Gaynor Hartnell, chief executive of the Renewable Energy Association, said the trade body had been "inundated" with inquiries over when the review might take place.

Key to the review is how the subsidies will be "banded", whereby some forms of energy will receive greater support – which comes ultimately from consumer energy bills, rather than government coffers – than others. A new regime would also be expected to provide more targeted support for new technologies.

Last December, the government recognised the need for an urgent review when it brought forward the consultation by a year. Charles Hendry, energy minister, said then that a consultation on ROCs would be carried out over the summer, and that by autumn this year, new plans for the subsidies would be confirmed.

At the time, the Department of Energy and Climate Change (DECC) acknowledged: "Under the previous timetable, investors would not have known for certain what support they could have expected to receive until autumn 2012 at the earliest. The government was concerned this might delay early investment in certain technologies and hinder the UK's ability to meet our European Union energy target for 15% of energy to come from renewable sources by 2020."
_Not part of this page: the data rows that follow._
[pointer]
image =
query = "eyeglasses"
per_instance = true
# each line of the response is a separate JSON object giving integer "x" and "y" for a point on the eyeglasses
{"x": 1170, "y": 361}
In accelerating the review, the government said it would "give investors and developers greater certainty, and the confidence to help bring forward the scale of renewable development needed to deliver the EU target, and other important energy and climate change objectives".
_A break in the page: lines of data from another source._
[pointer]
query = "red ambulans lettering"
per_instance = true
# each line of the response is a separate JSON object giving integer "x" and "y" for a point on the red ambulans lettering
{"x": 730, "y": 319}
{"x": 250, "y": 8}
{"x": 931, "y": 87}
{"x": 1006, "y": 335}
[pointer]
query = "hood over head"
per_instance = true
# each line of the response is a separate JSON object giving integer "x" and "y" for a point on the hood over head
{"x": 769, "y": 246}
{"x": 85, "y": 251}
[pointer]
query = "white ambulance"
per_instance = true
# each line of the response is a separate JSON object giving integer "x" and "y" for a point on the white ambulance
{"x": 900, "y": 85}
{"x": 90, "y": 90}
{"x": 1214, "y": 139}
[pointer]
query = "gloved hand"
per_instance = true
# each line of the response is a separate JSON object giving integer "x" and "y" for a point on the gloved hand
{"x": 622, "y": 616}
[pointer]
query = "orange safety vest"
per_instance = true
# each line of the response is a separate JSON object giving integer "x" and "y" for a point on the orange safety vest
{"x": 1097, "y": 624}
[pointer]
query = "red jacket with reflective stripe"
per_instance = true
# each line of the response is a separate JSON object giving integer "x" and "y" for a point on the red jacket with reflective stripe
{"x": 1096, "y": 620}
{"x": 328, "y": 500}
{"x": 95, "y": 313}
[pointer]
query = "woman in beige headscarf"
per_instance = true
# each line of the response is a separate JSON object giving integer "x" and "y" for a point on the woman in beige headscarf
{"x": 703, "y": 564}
This timetable is now impossible to stick to. The consultation will take 12 weeks, as is standard. However, even if the review were to begin immediately, it could not be completed before the end of this parliamentary term. Investors are concerned that this could be the start of a longer delay.

Most at risk are biomass projects, generating electricity from wood and waste byproducts. Several of these are on hold because at current rates of subsidy, they would be uneconomic, and companies are calling on the government to correct this problem. This summer Dorothy Thompson, chief executive of Drax, which was planning to burn more biomass than coal in its massive power station, told the Guardian these plans were in jeopardy because of the government's failure to clarify the subsidies.

DECC said an announcement would be made "shortly" but could provide no further details.

Ministers are thought to be wary of attracting attention to the level of subsidies for green electricity, after a spate of reports in sections of the media and on the right of the Tory party criticising renewable subsidies as a component in energy prices. Chris Huhne, environment secretary, argues that consumers are more at risk of rising costs from the volatility of the gas price, and that investing in renewables is the best way to prevent future rises.

Labour leader Ed Miliband blamed energy companies for higher bills this week, promising to curtail their powers.

When the new bands are decided, they will come into effect from 1 April 2013, and from 1 April, 2014 for offshore wind technologies.